Choreographer Amalia Hernandez created Ballet Folklorico in 1952. The style blends traditional European ballet with Mexican dancing. “Hernandez, know as Ami, choreographed more than 40 ballets and used local dance traditions from nearly 60 different regions of Mexico,” says Turtle. “Today, her school in Mexico City teaches and certifies instructors in this form of folkloric dance for the purpose of performance.”
The group currently has 35 students. Families help with wardrobe, carpooling, and props. Along with familial support, Ballet Folklorico Ritmo Alegre was awarded a grant from the Jackson County Cultural Coalition and has been awarded other grants throughout the state to help with expenses.
“I was told, when I joined the group in January of this year, that a member of an audience once walked up to one of our dancers and thanked them for their performance, adding: ‘I didn’t know Mexico had any culture,’ ” Turtle says. “This story may have grown in re-telling but there may be a grain of truth in the idea that many people don’t know much about the culture of Mexico beyond tacos and tequila. The dances we perform reflect the many strands of Mexican culture and the forces that have affected the development of our neighbor to the south.”

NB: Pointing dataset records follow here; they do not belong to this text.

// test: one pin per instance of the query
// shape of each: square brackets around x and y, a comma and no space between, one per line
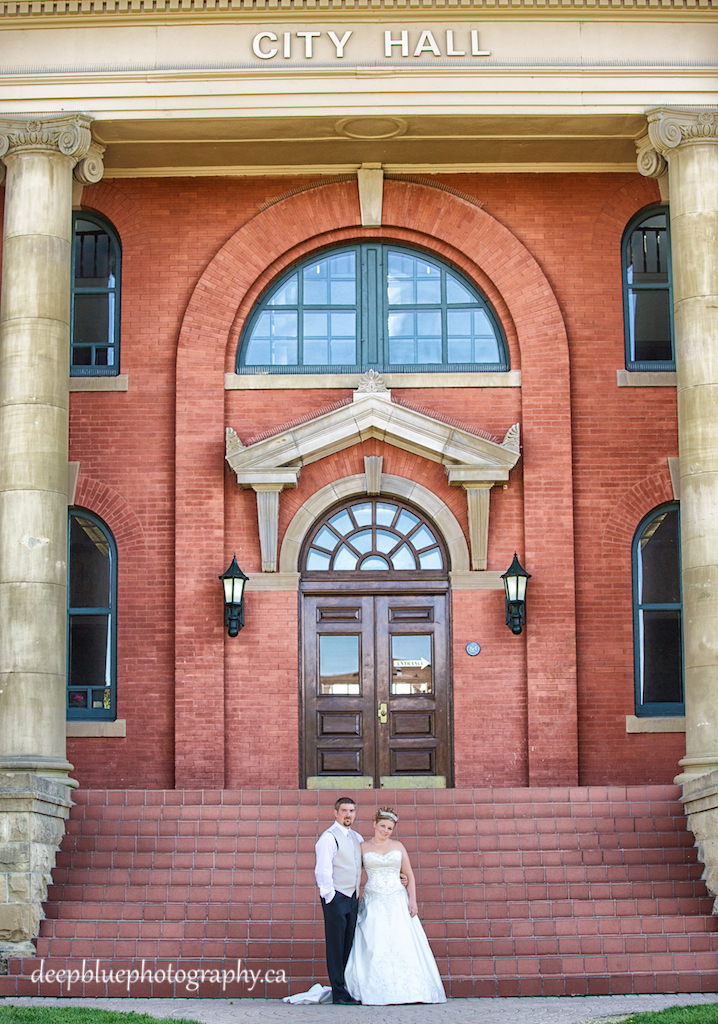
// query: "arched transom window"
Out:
[374,535]
[372,305]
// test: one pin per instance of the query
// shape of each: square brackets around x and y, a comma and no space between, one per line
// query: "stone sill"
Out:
[106,729]
[657,378]
[119,383]
[674,724]
[349,382]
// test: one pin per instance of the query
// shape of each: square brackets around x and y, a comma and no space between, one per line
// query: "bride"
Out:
[390,961]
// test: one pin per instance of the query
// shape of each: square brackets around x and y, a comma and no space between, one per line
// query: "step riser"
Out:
[522,892]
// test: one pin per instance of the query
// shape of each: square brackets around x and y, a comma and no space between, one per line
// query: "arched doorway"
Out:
[376,681]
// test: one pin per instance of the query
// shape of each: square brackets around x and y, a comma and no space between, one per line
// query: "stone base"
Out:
[33,810]
[701,802]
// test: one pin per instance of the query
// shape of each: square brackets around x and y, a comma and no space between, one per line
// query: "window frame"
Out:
[634,222]
[655,709]
[89,713]
[115,291]
[372,332]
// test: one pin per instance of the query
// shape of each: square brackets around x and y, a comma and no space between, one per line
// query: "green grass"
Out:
[707,1014]
[77,1015]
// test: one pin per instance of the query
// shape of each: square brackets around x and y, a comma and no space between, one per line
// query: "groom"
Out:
[338,873]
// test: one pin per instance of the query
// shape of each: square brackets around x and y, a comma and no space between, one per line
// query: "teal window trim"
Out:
[630,288]
[77,613]
[372,309]
[114,293]
[644,709]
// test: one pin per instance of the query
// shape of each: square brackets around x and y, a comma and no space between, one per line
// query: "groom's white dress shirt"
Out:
[342,846]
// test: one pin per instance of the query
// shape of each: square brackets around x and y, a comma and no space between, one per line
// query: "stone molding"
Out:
[673,723]
[33,811]
[68,135]
[645,378]
[701,804]
[189,11]
[281,382]
[106,730]
[471,462]
[119,383]
[396,486]
[669,128]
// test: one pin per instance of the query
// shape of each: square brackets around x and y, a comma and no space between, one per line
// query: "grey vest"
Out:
[346,868]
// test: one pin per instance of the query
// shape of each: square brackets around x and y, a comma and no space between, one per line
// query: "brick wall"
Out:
[546,250]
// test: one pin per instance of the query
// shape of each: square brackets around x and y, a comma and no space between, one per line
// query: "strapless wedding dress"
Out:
[390,961]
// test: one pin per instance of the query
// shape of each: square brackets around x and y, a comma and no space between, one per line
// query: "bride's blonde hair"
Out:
[386,812]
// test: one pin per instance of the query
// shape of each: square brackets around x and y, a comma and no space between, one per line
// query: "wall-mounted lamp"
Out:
[234,583]
[515,579]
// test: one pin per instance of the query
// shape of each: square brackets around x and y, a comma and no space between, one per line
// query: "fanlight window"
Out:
[372,305]
[374,536]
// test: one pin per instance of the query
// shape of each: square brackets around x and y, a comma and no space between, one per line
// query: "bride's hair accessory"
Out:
[386,812]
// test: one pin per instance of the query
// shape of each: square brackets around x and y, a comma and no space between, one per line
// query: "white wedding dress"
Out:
[390,961]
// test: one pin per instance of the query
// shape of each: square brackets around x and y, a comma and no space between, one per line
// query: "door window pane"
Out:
[339,663]
[411,665]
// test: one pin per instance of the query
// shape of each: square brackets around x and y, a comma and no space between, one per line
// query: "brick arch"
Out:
[124,215]
[636,503]
[619,209]
[117,513]
[469,237]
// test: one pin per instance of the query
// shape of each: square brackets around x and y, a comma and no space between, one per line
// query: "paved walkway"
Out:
[552,1010]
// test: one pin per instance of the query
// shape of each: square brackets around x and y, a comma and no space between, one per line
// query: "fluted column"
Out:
[686,142]
[39,157]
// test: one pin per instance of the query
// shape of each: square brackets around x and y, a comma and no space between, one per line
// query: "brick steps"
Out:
[521,892]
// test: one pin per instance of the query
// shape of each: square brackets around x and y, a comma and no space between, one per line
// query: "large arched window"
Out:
[91,628]
[647,293]
[95,298]
[372,305]
[657,613]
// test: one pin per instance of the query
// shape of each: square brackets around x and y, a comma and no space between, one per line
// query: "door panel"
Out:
[376,690]
[412,678]
[339,736]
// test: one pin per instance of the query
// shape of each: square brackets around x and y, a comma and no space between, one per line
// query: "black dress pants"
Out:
[339,926]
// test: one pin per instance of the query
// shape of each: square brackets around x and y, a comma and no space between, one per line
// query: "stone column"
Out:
[686,141]
[39,157]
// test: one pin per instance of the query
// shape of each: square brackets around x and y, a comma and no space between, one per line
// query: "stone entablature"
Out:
[273,463]
[162,11]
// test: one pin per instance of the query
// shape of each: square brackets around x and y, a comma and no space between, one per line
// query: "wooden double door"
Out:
[376,693]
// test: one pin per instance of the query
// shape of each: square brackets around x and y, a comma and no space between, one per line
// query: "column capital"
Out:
[66,134]
[670,128]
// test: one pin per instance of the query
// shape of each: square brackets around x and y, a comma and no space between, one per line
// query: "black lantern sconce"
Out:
[234,583]
[515,579]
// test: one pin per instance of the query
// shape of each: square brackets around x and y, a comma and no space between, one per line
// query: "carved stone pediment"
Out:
[472,462]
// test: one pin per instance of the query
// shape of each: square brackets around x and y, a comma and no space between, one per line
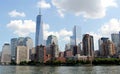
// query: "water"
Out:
[60,70]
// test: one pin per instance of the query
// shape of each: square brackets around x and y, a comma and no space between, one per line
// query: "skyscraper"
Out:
[116,40]
[108,49]
[88,45]
[100,42]
[22,54]
[51,39]
[39,31]
[76,37]
[13,47]
[6,54]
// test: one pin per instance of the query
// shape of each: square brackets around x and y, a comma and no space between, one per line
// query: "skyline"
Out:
[16,18]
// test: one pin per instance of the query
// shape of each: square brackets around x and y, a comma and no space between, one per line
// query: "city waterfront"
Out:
[59,70]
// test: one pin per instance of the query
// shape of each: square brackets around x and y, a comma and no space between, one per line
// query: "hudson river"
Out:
[60,70]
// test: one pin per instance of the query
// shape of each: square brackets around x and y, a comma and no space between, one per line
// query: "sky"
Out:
[99,18]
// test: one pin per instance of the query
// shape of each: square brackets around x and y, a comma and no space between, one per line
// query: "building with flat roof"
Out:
[6,54]
[22,54]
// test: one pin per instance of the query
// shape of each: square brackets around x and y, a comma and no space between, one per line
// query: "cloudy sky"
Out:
[96,17]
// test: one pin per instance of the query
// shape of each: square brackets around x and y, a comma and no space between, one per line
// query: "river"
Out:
[60,70]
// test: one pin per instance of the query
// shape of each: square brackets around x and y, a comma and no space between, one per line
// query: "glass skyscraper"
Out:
[39,31]
[76,37]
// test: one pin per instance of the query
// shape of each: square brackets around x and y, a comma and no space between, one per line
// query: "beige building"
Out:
[22,54]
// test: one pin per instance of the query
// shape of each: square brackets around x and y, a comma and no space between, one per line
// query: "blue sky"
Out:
[96,17]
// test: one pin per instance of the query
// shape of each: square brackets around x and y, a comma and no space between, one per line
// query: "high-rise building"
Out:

Certain dances reflect different areas of Mexican culture, she adds, such as dances about women fighting alongside men for independence, Spanish colonial days, and even a combination of European, African, and Amerindian cultures.
“We hope our audiences are filled with appreciation for joyful movement, learn a little about the culture or history of Mexico, and gain an appreciation for a beautiful country that is more than Cinco de Mayo and nachos,” she says. “Our organizational mission has two important parts: To instill pride and knowledge of Hispanic heritage in our dancers and to share Ballet Folklorico with our neighbors through performance.”
Ballet Folklorico Ritmo Alegre
6:45 pm, Sunday, September 16
Oregon Shakespeare Festival, 15 S. Pioneer Street, Ashland.